AN Edinburgh company has won a contract to supply prisoners with e-cigarettes and e-liquid PODs – pre-filled tanks – as the Scottish Prison Service (SPS) prepares to ban smoking in jail.
JAC Vapour is one of the only independent companies outside of China to design and create mainstream vaping devices for people who want to give up smoking.
The SPS Smoke Free Prisons initiative goes live at the end of November and the company has been working closely with the SPS and its smoke free team to design products that meet the specific requirements of prisoners and the service.
As a result of the collaboration they have created a device called the Wee VIM, which was based on one of their newest e-cigarette designs, the VIM.
Both hardware devices will be available to prisoners alongside specially formulated Nicotine Salt PODs in four flavours, menthol, tobacco, blackcurrant and strawberry.
Neil McCallum, JAC Vapour’s CEO, said: “Research has shown that vaping is at least 95% safer than smoking, so we are delighted to partner with the Scottish Prison Service to support this important initiative, to create smoke free prisons and help both smokers and passive smokers reduce their risk of serious illness.
“It has taken a lot of time and research to create a product that will be suitable for Scotland’s prisoners.
“The devices were created with a number of key things in mind, including cost, reliability and the effectiveness of the products; we also had to look at making it as easy as possible to switch heavy smokers to e-cigarettes.
“To make this process as seamless as possible, we created a special device, coil and POD combination to help with the changeover.
“The power of our devices, JAC Vapour’s flavour S-Coil system, our unique formulation of nicotine salt e-liquid in the PODs, giving a much faster nicotine delivery than traditional e-liquid, means we are confident we have created a product that will aid prisoners during this transition and mimic their old tobacco smoking habit effectively.”
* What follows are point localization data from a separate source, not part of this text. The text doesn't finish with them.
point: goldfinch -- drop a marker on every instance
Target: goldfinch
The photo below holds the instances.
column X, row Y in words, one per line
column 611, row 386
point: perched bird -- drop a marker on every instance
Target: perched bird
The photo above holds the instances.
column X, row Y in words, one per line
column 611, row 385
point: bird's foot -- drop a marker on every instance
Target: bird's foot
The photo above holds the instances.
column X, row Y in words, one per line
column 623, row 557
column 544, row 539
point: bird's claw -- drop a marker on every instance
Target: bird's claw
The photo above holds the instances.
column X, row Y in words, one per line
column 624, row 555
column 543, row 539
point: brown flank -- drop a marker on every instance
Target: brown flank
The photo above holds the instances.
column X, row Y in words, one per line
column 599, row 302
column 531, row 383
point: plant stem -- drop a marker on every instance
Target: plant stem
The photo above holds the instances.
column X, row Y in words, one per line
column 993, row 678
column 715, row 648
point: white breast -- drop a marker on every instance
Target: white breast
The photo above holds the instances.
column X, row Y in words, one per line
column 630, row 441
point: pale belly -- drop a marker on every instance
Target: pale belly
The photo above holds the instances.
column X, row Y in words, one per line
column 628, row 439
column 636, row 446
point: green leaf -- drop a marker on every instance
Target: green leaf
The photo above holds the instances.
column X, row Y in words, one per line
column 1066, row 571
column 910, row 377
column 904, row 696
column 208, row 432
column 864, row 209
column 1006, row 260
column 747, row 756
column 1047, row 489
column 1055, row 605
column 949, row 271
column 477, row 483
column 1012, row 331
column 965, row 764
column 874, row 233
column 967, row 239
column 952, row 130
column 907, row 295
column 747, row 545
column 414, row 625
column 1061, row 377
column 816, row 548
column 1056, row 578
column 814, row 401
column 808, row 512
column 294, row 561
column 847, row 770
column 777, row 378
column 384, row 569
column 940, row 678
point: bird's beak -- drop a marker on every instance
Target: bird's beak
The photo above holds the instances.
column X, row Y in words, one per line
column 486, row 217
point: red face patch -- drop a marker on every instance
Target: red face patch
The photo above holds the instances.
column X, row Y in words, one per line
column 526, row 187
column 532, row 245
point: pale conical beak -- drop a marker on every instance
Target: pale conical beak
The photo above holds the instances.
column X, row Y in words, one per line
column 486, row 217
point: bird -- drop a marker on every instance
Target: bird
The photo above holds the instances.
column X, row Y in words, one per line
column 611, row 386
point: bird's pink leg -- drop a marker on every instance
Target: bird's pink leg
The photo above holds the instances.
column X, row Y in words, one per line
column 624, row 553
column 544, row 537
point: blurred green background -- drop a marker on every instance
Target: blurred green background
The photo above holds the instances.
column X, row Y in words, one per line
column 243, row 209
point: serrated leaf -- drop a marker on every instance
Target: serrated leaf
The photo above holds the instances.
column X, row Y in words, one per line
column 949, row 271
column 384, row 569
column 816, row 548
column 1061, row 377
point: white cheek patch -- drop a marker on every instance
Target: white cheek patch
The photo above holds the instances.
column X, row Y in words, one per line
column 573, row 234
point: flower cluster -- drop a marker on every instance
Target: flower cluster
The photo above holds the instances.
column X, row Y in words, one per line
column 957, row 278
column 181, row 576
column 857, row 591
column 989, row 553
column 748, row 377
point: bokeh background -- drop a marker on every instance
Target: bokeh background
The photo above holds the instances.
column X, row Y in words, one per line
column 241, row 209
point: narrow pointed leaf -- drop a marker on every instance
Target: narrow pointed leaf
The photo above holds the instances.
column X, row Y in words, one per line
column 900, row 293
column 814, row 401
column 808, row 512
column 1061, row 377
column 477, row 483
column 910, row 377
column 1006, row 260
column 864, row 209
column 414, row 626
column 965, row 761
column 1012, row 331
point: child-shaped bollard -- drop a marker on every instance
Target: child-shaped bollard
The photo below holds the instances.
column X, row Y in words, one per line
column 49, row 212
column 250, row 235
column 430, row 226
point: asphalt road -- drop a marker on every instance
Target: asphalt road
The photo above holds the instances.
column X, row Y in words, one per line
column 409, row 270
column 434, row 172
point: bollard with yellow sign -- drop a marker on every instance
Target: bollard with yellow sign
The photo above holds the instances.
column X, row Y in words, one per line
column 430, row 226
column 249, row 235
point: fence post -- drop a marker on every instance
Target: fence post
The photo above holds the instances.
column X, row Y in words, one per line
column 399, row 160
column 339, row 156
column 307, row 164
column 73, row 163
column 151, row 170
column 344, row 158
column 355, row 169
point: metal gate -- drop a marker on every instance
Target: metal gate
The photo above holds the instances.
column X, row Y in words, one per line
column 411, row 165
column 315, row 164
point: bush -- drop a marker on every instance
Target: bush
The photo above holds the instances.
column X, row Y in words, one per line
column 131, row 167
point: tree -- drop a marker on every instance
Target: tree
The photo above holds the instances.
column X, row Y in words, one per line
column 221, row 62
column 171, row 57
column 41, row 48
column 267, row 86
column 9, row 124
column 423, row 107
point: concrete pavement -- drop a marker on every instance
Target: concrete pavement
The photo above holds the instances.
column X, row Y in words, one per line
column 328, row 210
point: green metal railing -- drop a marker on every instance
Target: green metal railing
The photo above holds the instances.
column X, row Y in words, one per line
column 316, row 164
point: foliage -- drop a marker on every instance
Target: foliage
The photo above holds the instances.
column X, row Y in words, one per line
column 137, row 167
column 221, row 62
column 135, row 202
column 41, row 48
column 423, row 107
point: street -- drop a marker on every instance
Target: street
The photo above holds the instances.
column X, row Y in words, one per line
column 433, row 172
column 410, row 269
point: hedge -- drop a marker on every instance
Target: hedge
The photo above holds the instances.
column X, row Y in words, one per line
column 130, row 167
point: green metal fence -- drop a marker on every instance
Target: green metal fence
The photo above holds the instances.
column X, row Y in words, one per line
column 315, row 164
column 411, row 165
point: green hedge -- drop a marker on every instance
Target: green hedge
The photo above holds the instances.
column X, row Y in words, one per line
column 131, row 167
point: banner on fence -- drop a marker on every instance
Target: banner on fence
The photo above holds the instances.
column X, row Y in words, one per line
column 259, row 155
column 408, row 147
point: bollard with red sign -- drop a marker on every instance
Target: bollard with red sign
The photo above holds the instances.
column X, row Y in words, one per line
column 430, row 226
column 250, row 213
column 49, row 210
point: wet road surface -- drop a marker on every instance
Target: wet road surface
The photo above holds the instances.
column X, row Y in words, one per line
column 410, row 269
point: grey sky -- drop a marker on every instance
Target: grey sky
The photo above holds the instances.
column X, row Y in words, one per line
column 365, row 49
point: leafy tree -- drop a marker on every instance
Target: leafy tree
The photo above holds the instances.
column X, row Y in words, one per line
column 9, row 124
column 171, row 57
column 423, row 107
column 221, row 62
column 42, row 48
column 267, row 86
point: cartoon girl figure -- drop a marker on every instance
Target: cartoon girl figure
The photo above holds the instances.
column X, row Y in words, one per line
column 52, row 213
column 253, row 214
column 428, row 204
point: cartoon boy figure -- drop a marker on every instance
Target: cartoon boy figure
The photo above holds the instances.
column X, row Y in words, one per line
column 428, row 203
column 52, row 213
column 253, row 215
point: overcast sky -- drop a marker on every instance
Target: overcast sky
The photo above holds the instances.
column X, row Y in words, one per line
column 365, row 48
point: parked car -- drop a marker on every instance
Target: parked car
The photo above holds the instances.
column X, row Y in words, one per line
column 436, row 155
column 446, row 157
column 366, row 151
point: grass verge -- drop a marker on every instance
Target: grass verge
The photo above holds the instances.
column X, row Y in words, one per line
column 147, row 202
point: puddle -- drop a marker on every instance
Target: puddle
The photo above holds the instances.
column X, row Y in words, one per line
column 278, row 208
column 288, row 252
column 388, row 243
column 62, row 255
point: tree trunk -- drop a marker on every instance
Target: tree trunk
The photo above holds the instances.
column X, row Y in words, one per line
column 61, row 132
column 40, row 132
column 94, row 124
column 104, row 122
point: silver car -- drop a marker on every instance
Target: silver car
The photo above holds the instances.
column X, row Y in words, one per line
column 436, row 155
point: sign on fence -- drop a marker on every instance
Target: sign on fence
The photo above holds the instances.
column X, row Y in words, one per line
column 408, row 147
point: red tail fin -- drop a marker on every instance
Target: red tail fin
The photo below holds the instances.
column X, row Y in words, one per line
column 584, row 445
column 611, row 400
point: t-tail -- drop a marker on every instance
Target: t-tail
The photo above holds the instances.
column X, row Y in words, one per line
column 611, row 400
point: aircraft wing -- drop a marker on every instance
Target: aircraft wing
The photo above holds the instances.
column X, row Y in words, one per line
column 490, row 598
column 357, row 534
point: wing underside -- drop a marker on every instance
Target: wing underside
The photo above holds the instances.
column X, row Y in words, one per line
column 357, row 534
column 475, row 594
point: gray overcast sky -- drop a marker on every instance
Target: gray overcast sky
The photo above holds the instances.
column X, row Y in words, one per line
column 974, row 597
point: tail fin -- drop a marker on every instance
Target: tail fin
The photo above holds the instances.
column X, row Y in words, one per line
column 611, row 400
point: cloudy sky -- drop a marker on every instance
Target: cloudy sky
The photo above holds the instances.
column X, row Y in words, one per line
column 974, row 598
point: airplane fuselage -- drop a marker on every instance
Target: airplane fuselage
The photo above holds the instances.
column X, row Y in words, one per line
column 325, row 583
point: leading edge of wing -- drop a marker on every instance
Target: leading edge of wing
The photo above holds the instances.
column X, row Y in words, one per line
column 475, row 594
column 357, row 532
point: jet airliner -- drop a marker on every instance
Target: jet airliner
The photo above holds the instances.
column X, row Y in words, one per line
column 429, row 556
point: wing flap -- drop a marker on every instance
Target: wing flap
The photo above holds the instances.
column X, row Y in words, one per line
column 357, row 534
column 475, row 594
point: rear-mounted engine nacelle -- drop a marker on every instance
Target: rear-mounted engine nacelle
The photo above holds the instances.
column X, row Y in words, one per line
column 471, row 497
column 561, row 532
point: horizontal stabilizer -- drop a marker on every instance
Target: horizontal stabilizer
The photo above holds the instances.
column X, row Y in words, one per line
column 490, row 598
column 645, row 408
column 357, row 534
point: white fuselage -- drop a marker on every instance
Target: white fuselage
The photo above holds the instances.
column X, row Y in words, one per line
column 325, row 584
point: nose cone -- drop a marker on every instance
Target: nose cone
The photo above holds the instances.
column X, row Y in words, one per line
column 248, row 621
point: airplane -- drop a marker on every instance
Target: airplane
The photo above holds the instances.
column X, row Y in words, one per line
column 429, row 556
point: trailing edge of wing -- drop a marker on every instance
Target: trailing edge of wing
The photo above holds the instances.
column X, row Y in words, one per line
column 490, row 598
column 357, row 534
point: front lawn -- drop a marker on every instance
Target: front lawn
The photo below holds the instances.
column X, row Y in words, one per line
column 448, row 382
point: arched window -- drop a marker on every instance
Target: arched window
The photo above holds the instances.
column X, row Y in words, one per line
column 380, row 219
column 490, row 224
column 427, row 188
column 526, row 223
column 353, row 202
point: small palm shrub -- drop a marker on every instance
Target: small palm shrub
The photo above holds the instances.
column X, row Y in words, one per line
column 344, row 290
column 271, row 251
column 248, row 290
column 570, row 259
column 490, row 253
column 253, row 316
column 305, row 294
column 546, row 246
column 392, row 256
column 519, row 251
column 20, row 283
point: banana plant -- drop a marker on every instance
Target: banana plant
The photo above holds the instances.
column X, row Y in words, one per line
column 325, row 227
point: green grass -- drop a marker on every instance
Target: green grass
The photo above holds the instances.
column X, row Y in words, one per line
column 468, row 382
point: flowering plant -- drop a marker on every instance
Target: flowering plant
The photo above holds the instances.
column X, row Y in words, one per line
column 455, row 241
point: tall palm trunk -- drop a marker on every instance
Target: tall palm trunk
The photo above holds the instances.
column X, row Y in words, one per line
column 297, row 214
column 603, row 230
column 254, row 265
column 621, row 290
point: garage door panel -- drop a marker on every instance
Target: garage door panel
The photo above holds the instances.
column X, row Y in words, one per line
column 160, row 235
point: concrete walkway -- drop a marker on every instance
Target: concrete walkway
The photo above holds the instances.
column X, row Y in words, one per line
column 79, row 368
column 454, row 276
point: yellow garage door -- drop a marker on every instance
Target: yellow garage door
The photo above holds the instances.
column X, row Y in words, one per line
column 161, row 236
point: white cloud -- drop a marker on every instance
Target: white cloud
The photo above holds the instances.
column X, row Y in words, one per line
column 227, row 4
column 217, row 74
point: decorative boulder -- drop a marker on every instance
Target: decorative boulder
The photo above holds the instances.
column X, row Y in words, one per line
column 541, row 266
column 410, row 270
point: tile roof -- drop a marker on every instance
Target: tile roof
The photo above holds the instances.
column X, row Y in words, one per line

SPS spokesman Tom Fox told Scottish Legal News that nobody will be exempt from the Scottish ban: “After the 30th of November, there will be nowhere in our prisons where anyone will be able to smoke.
“People in the community who are giving up cigarettes, still have the opportunity to smoke in parts of the community. The people in our care won’t be able to smoke at all.
“We are recognising the unique nature of that environment by providing the support we are.”
Devices and PODS will both be available in prisons from later this month as part of a £200,000 initiative to make prisons completely smoke-free.
They will be free for two months, after which they will be sold at a discounted rate until April.
Thereafter, prisoners will have to pay the usual price for vaping equipment.
It is thought that more than 70% of inmates in Scottish jails smoke – a higher rate than the population at large.
In female prisons the figure is believed to be as high as 95%.
When the smoking ban came into effect in Scotland in 2006, it did not apply to prisons, and inmates were allowed to smoke in their cells and some outside spaces.
A medium security jail in Jurby, on the Isle of Man, was the first in Europe to introduce a ban on cigarette smoking ten years ago.
Its six-month pilot had presented “significant challenges” with inmates smoking illicit materials such as nicotine patches, tea bags and banana skins.
However, governor Bob McColm, later described it as a “major success”.